We implemented proofs of concept using MacOS cloud services, but we realized fairly quickly that these services were mostly IaaS, rather than PaaS. A few more iterations of proofs of concept and we realized that we needed a better solution.
What does it take to move our code from MacOS to something else? Here are some of the issues we encountered:
These tools are important tools for developing iOS apps. If you are iOS app developers but have not heard of these tools, that’s because Xcode does a great job hiding these tools from you. These tools become even more important when wrapping an iOS apps.
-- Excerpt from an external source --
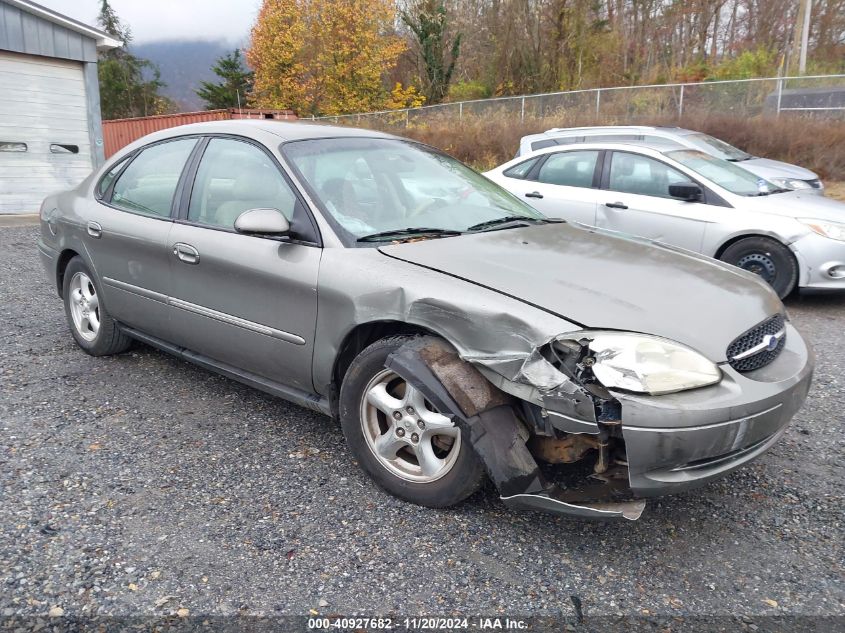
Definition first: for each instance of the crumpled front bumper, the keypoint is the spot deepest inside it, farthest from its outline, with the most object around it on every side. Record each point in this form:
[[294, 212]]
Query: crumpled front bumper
[[675, 442]]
Lipo has a very interesting name. It sounds like liposuction, doesn’t it? It is a tool to extract, list, and do other things to Mach-O binaries from Fat binaries. Fat binaries, sometime called universal binaries, contains multiple Mach-O binaries in them. We need this tool to inspect, add, and remove Mach-O binaries; if necessary.
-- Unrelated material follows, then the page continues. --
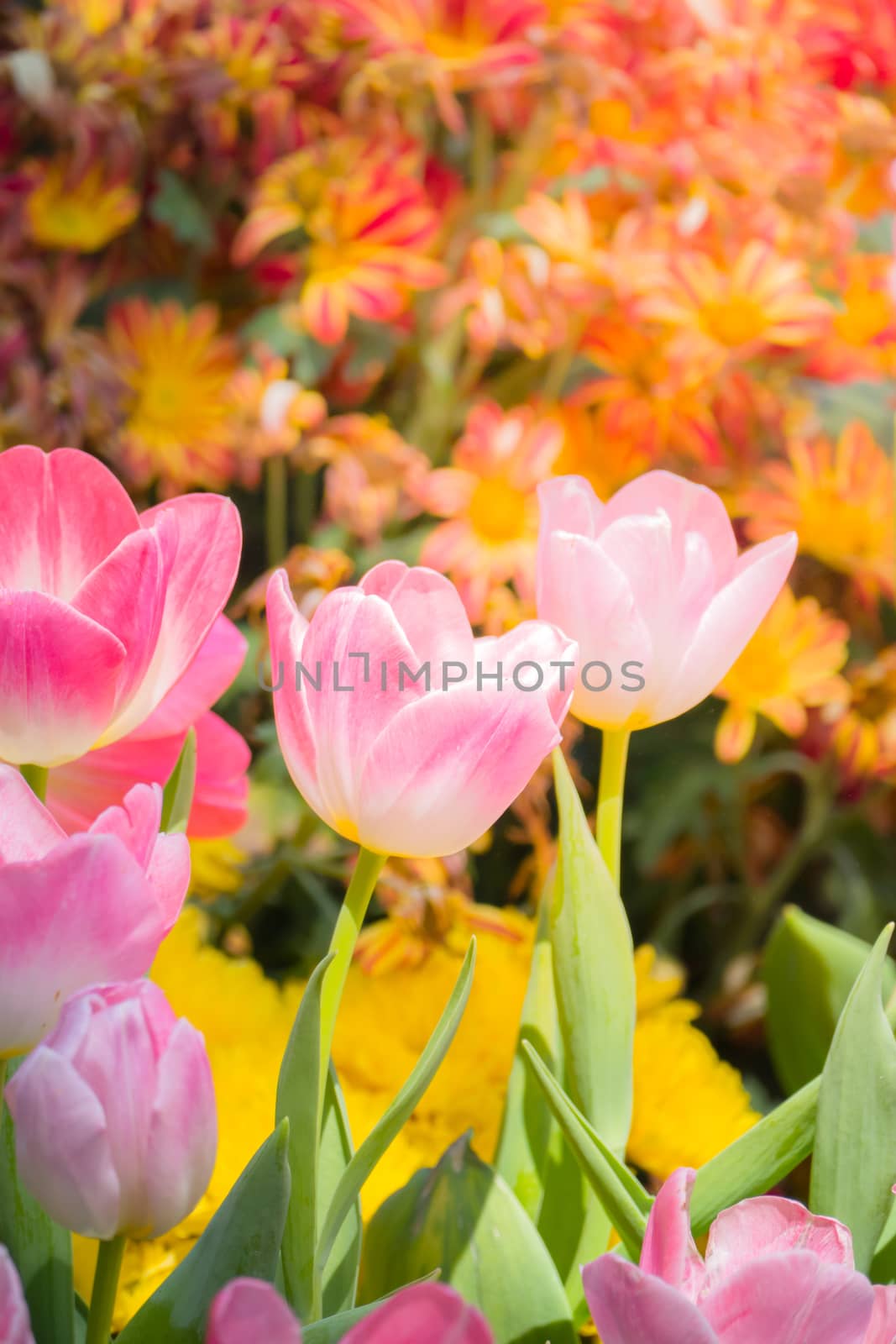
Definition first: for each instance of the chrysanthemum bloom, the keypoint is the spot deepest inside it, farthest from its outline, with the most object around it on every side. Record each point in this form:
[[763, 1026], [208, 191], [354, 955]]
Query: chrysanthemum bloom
[[490, 499], [369, 223], [13, 1310], [773, 1272], [81, 909], [654, 591], [840, 501], [78, 213], [101, 609], [177, 369], [425, 1314], [438, 732], [762, 299], [114, 1115], [790, 665]]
Otool is another important tool. We need them to inspect the app to find out what kind of binary it is. Is it Fat binary or plain Mach-O? What kind of processor does the binary support? Arm? Arm64? Is it built for Apple App Store?
Plutil is a tool to let us manipulate property lists that Apple uses extensively on iOS and MacOS. iOS app developers are familiar with Info.plist where the application metadata is stored. That file actually can store key-value pairs in various formats: binary, XML, and JSON.
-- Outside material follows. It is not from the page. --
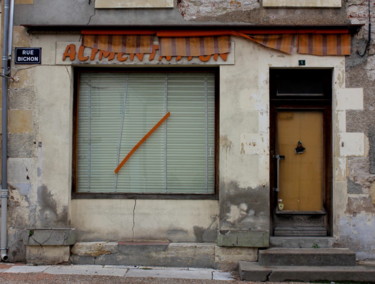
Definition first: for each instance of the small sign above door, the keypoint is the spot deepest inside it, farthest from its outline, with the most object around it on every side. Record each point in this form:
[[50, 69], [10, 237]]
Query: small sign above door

Last (but not least), there is codesign. This tool is probably the most important of all. Codesign tool cryptographically signs the app to prove that it is developed by authorized Apple developer. Without this tool, you cannot install and run the app on iOS device.
So, how did we solve these problems?
We wrote them from scratch. However, we are not completely feature parity with these tools, as expected. For example, we can’t sign an app that has never been signed before. We also cannot sign an app that does not have enough space to store the newly signed structure. Adobe AIR iOS app is an example of this. It is signed with a relatively old structure and does not leave any space to store an updated signature structure. Unfortunately, at this moment, we need to fail the wrap process for these apps.
When we started working on this project, security was the biggest concern and it is still our biggest concern. Since we need to handle Apple’s signing certificate and private keys, we must ensure utmost caution on how we handle these customer assets. In our current implementation, we are not storing signing certificates, passwords, private keys, alias key name (Android), alias password (Android), and iOS mobile provisioning profile. We ensure this by temporarily passing customer private assets to Azure Key Vault via Citrix Cloud and deleting them immediately after the wrap operation. We also ensure each wrap operation is a reset to a clean slate by using a combination of VMs and container technologies.
We get few requests to support wrap apps in batches. We are calling these requests as “batch wrapping.” To support batch wrapping with best admin experience, we would like to store the signing certificates, passwords, and provisioning profiles. That will let the admins wrap the app without uploading the certificates, password and provisioning profile every time. We think our current handling of customer assets will hold up against security concerns, but we need to work even closer with our security team to ensure this.